Durante a guerra, Aquiles se sente traído por Agamenon, e a abandona. Mas presenteia seu amigo Pátroclo com sua armadura. Acontecem muitas batalhas até que ele volte. E seu retorno só se dá quando fica sabendo da morte de Pátroclo pelas mãos de Heitor. O troiano, ao matar o amigo de Aquiles, imaginou ser o próprio peleu que matara, por conta da armadura. É nesse ponto que constatamos o quão Heitor, o maior herói troiano, é fraco. Ele derrota Pátroclo com a ajuda descabida dos deuses.
Na Ilíada, os deuses olímpicos estão divididos: pelos gregos: Hera, Atena, Poseidon, Hefesto; pelos troianos: Apolo, Afrodite, Ares, Ártemis, Leto; Zeus e Hades optaram pela neutralidade. Apolo surge na batalha e, invisível aos olhos humanos, pouco a pouco, vai retirando a armadura de Pátroclo, deixando-o nu e à mercê dos golpes de Heitor. Ao saber da morte do amigo, Aquiles retorna e mata Heitor, humilhando toda a Troia.
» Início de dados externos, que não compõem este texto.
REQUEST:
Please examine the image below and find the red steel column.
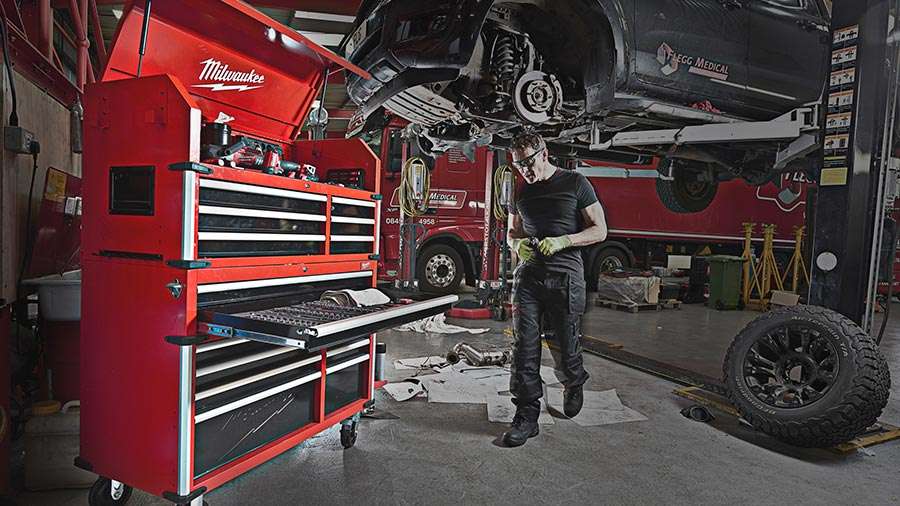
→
[69,0,88,90]
[0,306,12,497]
[88,0,107,69]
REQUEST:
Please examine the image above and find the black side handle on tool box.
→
[169,162,212,174]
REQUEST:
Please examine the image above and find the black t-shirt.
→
[511,169,598,273]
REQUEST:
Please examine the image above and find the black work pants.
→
[509,264,589,421]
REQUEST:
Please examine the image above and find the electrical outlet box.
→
[3,126,34,155]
Porque Heitor, quando vê a chegada de Aquiles, foge. O peleu o persegue e toda a cidade de Troia, nas ruas, vê seu herói em fuga, com Aquiles atrás dele. Eles dão quatro voltas na cidade, três completas, mas na quarta, Aquiles consegue agarrar Heitor. E, sem ajuda de deus ou deusa algum, desfere um golpe fatal no pescoço do troiano, que tomba vergonhosamente ante seu povo.
Não satisfeito, pois lhe consome a saudade do amigo, Aquiles amarra o corpo do príncipe troiano a sua biga e o arrasta pelas ruas de Troia. O corpo é de tal forma vilipendiado, que a violência do ato assombra o Olimpo. Os deuses então lançam uma magia em direção ao corpo do príncipe, para que o mesmo seja preservado da ira de Aquiles.
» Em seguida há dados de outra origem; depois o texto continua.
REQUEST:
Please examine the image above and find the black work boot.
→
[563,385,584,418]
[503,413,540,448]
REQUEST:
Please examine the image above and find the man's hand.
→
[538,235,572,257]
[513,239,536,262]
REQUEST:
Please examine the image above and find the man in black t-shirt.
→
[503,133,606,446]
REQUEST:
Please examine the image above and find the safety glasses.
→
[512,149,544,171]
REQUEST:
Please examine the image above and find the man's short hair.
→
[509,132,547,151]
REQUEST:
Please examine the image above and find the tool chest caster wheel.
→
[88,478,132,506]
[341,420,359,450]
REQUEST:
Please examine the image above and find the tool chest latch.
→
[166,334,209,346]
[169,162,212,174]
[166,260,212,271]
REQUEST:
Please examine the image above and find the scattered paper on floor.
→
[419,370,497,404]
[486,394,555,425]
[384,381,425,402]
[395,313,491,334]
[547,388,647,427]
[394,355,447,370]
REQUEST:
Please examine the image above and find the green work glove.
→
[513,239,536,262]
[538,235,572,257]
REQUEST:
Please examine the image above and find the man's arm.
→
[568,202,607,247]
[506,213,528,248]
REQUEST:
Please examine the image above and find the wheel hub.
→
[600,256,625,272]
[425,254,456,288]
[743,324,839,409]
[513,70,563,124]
Heitor é o primogênito do rei Príamo e da rainha Hécuba. Quando aquele sabe da morte do filho pelas mãos do peleu, há um profundo lamento. Mas antes, o próprio rei de Troia lamenta a vileza de seus filhos. São ladrões conhecidos em toda a Troia. Roubam o povo. Suas ovelhas. Seus mantimentos. Suas mulheres. Não foi, afinal, assim que a guerra teve início: Páris, irmão de Heitor, raptou a rainha de Esparta, Helena, esposa do rei Menelau? Todavia, o lamento do rei, enquanto pai, é uma das partes mais avassaladoras da Ilíada. Talvez a reputação que Heitor tenha provenha desse lamento, porque durante o livro, há poucos grandes momentos dele. Há a cena com a sua esposa Andrômaca e seu filho, Astiánax, ainda bebê, nos braços da mãe, em que podemos mesmo ter muita simpatia por ele, pois percebemos sua índole menos beligerante e seu apreço a sua família: o seu bebê chora quando o elmo do pai brilha, este imediatamente retira-o da cabeça e, tomando o filho nos braços, roga a Zeus que ele tenha mais glórias do que o pai.
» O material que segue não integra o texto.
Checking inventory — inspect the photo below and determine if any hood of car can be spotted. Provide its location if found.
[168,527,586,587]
Porém, na guerra, sua fama não se justifica; aliás, Páris, seu irmão, também fugiu de Menelau. Imagino que a má fama de Aquiles seja por conta do cristianismo, pela violência desmedida e implacável que caracteriza o filho de Tétis. Com a derrota de todos os mitos originários pela espada católica, houve uma reinterpretação que realocou a herança mítica desses heróis. Sendo assim, Aquiles, por sua ira, está no Inferno, segundo Dante (Canto V).
No entanto, o filho de Peleu e de Tétis, em sua glória original, grega, surge como um dos maiores e dignos heróis míticos. Justo, em sua peleja ideológica contra Agamenon; irrepreensível, em sua dor pela perda da amizade de Pátroclo; poético, em suas falas com Tétis.